Phelps is among the world's leading authorities on the way different economic systems enable or thwart the dynamic adjustment and entrepreneurial innovation that delivers long-run productivity and growth. By significantly increasing government involvement in so many sectors of the economy, Phelps worries the enacted stimulus plan could make the climate of investment more rather than less uncertain, and make growth-enhancing innovation less rather than more likely. Potential investors may become spooked by businesses increasingly dependent on government contracts, Phelps notes, since these firms may face additional regulations and bureaucratic requirements which may make them appear less able nimbly to adapt. Additionally, the anticipation of higher future taxes--the price of the current spending surge--could dampen consumer demand and "have a chilling effect upon the desire of entrepreneurs to innovate," Phelps says.
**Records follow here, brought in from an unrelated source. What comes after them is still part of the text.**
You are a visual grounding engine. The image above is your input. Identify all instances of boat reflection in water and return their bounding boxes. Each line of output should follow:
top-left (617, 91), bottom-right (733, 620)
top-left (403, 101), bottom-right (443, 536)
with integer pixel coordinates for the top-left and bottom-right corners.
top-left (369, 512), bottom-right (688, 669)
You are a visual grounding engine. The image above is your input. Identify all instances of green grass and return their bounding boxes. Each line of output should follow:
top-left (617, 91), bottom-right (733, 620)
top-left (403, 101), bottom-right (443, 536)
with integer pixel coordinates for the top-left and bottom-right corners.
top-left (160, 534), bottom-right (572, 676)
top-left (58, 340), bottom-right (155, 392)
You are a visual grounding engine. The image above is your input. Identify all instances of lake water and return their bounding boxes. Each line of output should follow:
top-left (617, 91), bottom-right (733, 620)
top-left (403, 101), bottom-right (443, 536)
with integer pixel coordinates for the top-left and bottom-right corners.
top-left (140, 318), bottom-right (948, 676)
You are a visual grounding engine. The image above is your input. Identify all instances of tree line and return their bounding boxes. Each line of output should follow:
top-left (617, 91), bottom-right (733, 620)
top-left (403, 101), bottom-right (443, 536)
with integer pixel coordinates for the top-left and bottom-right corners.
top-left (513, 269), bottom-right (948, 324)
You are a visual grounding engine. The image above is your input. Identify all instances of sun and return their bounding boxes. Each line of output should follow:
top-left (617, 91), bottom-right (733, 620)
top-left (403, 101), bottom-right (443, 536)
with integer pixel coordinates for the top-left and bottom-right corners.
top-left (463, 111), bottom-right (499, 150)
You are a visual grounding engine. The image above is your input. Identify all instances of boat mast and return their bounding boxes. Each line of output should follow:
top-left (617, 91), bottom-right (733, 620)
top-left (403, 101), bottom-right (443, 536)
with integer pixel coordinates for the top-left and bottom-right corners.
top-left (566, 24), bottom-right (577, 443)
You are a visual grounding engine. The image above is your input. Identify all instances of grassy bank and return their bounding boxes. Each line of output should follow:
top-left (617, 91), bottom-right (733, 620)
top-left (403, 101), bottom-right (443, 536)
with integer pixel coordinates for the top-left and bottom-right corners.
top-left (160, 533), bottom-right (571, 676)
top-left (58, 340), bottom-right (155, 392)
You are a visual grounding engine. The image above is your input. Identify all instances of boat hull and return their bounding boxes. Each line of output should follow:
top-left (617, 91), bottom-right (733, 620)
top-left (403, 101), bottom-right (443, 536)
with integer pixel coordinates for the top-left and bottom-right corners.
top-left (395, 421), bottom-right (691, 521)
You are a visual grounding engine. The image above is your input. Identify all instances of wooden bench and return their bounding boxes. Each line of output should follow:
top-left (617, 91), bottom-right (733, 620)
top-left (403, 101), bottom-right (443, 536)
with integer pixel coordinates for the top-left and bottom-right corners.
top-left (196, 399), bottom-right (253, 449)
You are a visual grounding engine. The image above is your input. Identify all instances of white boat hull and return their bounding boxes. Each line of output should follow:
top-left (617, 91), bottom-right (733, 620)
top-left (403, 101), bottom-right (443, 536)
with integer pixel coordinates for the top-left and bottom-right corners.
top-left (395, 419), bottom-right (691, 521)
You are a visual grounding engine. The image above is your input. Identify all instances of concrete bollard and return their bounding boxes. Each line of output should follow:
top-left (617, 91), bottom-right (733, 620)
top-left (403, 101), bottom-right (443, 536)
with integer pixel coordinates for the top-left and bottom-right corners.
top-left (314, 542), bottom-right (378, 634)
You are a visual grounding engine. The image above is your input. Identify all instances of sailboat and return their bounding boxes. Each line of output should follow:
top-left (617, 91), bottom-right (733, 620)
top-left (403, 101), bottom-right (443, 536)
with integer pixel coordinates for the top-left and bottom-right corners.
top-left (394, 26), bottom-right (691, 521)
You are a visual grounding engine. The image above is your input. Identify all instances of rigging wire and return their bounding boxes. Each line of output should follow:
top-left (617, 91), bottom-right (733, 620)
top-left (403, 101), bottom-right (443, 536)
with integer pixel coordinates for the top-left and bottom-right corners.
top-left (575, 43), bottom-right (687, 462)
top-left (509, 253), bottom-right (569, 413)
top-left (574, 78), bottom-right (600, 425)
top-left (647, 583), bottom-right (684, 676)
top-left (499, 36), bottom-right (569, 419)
The incentives of entrepreneurs is central to Phelps' thought. Phelps says he "just doesn't understand" the argument that government can spur innovation through top-down subsidies for selected new technologies. Citing his Columbia colleague Amar Bhide, Phelps suspects that "a lot of money will be made by being in the right place at the right time and knowing the right people. Especially knowing the right people." Phelps is disturbed by the thought that we may be shifting from an entrepreneurial economy toward a lobbying economy. "A lot of potential entrepreneurs, who were contemplating making an innovation and launching it in the marketplace, will now think, 'Well maybe the safer thing to do is to try to get that government contract.' ... And nobody does the innovation. They're all too busy trying to get the government contract."
Shifting from an entrepreneurial economy toward a lobbying economy, New Zealand under Muldoon. And, it seems, increasingly under Key. Wilkinson goes on to say
Both [Prescott and Phelps] point to the importance of a stable framework of rules that makes the risk-taking and complex coordination of productive economic activity seem worthwhile. Both point to the hazards of suddenly, dramatically, and haphazardly rewriting the rules mid-game--even if the rules do need revising.
This is an important point that the current government would do well to take note of. Wilkinson ends by saying
Massive discretionary changes in the structure of economic incentives--the kind you get with "the most sweeping economic recovery package in our history"--tend not to brighten expectations and revive animal spirits. These interventions instead tend to unsettle consumers, investors, and entrepreneurs by vividly demonstrating how political discretion can so suddenly throw everything up for grabs. "The scary thing is," Prescott says, "when this doesn't work what do they do? Start panicking and throwing good money after bad?"
Well it's other people's money, so of course good will follow bad.

5 comments:

homepaddock said...

"Well it's other people's money, so of course good will follow bad."

Can economists explain why it's easier to spend other people's money than your own?

Unknown said...

Homepaddock, because 'you' don't work for other people's money, thus, it has no real value according to 'your' own terms of reference :)

On the political level, because they're so used to this big pot of money they can use for their own whim, and State theft is simply taken for granted by them as of right. If this recession/depression has one good result, it will be to utterly starve the bureaucracies of my money.

Unfortunately, what will actually come to pass is Hayek's Serfdom principle, and ironically out of all this State caused chaos, the State will get even more control over my life and wallet.

But I'm not an economist.

Unknown said...

Oh, as an addendum to my last post, regarding the mind of the hypocritical politician, I think the Dilbert comic strip sums that element up well :)

But a bit off topic now.

Unknown said...

'this' Dilbert strip.

Paul Walker said...

homepaddock: I think the simple answer is when spending other peoples money you get the upside, ie the things you buy, without the downside of having to actually pay for them. Its a win-win for you, just not so good for those who have to pay for what you buy. Mark is right in that when its other peoples money you don't value it the same way as you value your own, its just there, to be spent and at no cost to you.